In multivariate regression analysis, insulin (β = -0.38) and HDL cholesterol concentrations (β = 0.38) were both strongly related to adiponectin levels. Age (β = 0.21) and BMI (β = 0.15) were also related to adiponectin levels, although with much reduced standardized regression coefficients. If SSPG concentration was entered in the model instead of insulin levels, as high collinearity prevents their simultaneous entry, it was also strongly (β = -0.42) related to adiponectin concentrations.

It should be noted that plasma insulin levels were strongly associated with SSPG concentrations (r s = 0.67, P < 0.001) as well, indicating that in these insulin-sensitive or insulin-resistant subjects, insulin concentration is the one factor that appears to be linked to both adiponectin levels and degree of insulin resistance.

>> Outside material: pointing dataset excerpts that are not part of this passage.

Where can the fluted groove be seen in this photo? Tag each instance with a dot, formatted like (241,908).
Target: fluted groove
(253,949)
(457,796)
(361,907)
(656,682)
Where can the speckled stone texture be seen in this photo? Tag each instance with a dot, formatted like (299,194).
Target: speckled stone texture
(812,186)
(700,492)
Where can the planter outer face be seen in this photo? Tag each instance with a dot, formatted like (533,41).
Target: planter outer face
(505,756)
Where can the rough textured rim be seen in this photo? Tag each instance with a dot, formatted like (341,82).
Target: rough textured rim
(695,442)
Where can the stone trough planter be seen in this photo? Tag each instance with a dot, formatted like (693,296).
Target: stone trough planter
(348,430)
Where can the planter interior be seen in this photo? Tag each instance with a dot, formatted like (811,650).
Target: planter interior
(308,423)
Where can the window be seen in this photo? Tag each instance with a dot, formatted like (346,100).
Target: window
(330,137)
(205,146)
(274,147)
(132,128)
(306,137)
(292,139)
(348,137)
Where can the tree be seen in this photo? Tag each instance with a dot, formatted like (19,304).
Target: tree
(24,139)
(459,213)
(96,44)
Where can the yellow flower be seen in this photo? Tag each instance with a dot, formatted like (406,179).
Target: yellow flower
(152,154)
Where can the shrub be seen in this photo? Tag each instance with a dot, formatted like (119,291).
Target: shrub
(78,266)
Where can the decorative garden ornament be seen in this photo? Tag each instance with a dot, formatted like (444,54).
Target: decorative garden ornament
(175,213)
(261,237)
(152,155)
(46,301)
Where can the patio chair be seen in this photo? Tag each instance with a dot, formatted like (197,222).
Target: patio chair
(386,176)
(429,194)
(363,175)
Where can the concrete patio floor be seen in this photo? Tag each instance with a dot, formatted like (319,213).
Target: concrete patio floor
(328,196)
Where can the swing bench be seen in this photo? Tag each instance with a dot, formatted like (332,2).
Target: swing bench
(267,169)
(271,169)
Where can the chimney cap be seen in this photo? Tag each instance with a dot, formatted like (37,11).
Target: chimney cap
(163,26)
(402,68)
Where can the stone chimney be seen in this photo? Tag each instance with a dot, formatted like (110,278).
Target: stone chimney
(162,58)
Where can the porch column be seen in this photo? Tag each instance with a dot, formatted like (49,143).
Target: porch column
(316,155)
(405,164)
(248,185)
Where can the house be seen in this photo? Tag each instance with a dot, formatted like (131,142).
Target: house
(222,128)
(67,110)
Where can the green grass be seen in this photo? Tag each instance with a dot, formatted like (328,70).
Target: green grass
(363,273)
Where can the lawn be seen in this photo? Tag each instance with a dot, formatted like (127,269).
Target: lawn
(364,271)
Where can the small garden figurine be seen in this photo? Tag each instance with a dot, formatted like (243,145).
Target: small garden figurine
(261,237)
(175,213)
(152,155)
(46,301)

To look more carefully at the potential role of insulin in modulating adiponectin levels, we compared levels of adiponectin across quintiles of fasting insulin levels for the entire study group. These results, depicted in Fig. 3, show that the mean levels of adiponectin trended lower as insulin levels increased (P = 0.001, by one-way ANOVA). Consistent with this notion, 11 of the 12 subjects with insulin levels in the highest quintile had adiponectin levels below the median value (19.9 µg/ml), whereas only 3 of the 12 subjects in the lowest quintile of insulin had adiponectin levels below this value.

Relationship between fasting plasma adiponectin and quintiles of fasting insulin concentrations. Vertical bars represent the mean adiponectin concentration for each fasting insulin quintile. *Mean adiponectin levels were not similar across quintiles as compared by one-way ANOVA (P = 0.001). Individual data points are also shown. †Insulin concentrations are given in microunits per milliliter.